Recycled cooking oil is the main ingredient, making Vaughn’s method of production more sustainable than other biodiesel methods. When mass producers plant corn in industrial agricultural farms for use in biodiesel, for instance, they require more natural resources like land and water.

Vaughn gets his recycled oil from a local hospital cafeteria. When a cafeteria employee told him that the hospital was paying a company to haul off the waste oil, he told her “I’ll keep your oil clean and your place clean, and you don’t need to pay anybody.” Thus, a symbiotic relationship emerged.

“Brewers” of biodiesel use a process called transesterification. Like the word itself, the process is complex, but Vaughn already understood the concept from working at a chemical company. “It’s been so many years now, I kind of sleep-walk through the steps,” he says.

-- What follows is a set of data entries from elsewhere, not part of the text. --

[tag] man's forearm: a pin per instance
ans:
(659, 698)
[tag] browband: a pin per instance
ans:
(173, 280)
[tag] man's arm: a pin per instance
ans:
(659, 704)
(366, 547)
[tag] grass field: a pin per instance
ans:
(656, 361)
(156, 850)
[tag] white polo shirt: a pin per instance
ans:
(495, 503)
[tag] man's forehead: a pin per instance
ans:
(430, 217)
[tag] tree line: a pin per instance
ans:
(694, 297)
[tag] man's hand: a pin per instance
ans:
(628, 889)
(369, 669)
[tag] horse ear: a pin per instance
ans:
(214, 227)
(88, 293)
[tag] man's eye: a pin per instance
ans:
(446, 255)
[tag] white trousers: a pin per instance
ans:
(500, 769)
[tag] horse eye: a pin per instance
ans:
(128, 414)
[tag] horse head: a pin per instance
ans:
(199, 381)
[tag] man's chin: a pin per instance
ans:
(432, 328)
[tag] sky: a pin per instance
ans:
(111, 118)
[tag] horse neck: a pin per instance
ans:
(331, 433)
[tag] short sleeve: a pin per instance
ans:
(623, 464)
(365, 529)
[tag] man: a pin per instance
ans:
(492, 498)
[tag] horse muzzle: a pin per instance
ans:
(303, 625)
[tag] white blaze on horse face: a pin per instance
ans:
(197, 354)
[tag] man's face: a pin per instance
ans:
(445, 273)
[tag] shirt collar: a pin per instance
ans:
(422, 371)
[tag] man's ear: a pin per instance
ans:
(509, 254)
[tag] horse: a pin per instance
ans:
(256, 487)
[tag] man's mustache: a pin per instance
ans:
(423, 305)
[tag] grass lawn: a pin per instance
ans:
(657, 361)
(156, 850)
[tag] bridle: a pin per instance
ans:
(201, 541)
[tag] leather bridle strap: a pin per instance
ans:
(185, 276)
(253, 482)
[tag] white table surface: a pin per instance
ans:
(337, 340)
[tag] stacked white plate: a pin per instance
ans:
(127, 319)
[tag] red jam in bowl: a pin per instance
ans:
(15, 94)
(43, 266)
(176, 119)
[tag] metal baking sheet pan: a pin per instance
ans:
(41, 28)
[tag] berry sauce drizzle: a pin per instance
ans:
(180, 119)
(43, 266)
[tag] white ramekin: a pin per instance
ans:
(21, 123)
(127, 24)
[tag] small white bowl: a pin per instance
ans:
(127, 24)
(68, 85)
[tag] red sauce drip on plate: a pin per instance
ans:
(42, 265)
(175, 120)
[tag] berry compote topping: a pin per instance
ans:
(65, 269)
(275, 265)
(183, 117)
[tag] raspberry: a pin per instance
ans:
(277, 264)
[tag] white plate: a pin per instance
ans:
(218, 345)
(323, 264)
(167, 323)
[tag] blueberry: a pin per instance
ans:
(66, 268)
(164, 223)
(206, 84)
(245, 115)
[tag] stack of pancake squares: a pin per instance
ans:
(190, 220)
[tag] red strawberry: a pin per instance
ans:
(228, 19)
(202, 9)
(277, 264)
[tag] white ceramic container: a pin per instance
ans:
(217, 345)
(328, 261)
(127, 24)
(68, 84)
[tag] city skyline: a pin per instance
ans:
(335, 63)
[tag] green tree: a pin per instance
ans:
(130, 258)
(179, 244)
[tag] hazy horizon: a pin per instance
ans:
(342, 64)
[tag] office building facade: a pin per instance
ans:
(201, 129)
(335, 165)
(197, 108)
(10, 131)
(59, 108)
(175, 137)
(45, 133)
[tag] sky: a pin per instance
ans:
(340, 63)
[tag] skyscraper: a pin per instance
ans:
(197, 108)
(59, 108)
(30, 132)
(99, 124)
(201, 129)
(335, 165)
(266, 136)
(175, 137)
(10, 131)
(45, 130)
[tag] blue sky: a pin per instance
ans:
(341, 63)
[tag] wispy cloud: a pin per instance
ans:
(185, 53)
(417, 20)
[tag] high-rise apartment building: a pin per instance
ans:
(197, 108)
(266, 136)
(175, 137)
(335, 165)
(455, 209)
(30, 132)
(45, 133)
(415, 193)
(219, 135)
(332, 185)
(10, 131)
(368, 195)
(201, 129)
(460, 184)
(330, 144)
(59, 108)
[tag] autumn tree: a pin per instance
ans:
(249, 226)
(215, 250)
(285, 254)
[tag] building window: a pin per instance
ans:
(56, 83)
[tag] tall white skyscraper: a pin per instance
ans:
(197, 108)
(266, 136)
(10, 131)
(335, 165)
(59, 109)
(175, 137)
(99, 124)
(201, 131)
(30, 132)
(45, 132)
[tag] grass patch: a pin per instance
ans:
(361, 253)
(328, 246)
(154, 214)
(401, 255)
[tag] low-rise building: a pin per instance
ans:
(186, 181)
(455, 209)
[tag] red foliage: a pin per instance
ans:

Vaughn uses 275-gallon storage tanks for his biodiesel supply. Photo by Dean Vaughn.

Vaughn uses 275-gallon storage tanks for his biodiesel supply. Photo by Dean Vaughn.

First, methanol is mixed with lye to make methoxide. This chemical, when combined with the waste oil at a ratio of one part methoxide to four parts oil, acts as a catalyst and separates the unneeded glycerin from what will soon be the fuel. When the mixture is heated to 120 degrees in a processor Vaughn fashioned out of an old water heater, the separation process takes about an hour and a half.

After draining the glycerin, “it kind of looks like orange juice,” Vaughn says. This cloudy appearance stems from impurities remaining in the mixture. To remove these, Vaughn runs water through misting heads, like those in the produce section at the grocery store, for six hours. The water molecules attach themselves to the impurities. In the final step, he lets the mixture circulate at 120 degrees to evaporate the water. “You can do it in one day,” he says, and voila — biodiesel.

According to the EPA, biodiesel produces 57 to 86 percent less greenhouse gas emissions, depending on the blend, than petroleum. Biodiesel also releases fewer pollutants from a car’s exhaust pipe than petroleum.

“The chemistry’s different,” he says, “but it’s like a work in progress; you have good batches and some that don’t work out as well.” He is still learning and making changes. For example, he warns, “You don’t want to use 100 percent biodiesel in the winter.” The cold weather will cause the fuel to gel, rendering a vehicle inoperable. This he learned the hard way.

The solution: blending petroleum-derived diesel and biodiesel. Most biodiesel plants produce a blend with about five to twenty percent biodiesel. In the summer, Vaughn’s vehicles run on 100 percent.

Preferring to work in the spring, Vaughn will undertake his 72 gallon-producing process several times and store the fuel in the summer. He has 550 gallons of storage capacity. “If you don’t have acreage,” he says, “it can be a bit of a headache.”

Biodiesel newcomers lacking the space to produce on their own shouldn’t look to Vaughn to purchase some, however. “I’ve never been interested in the liability,” he says. “It’s just me. What I do. My thing.”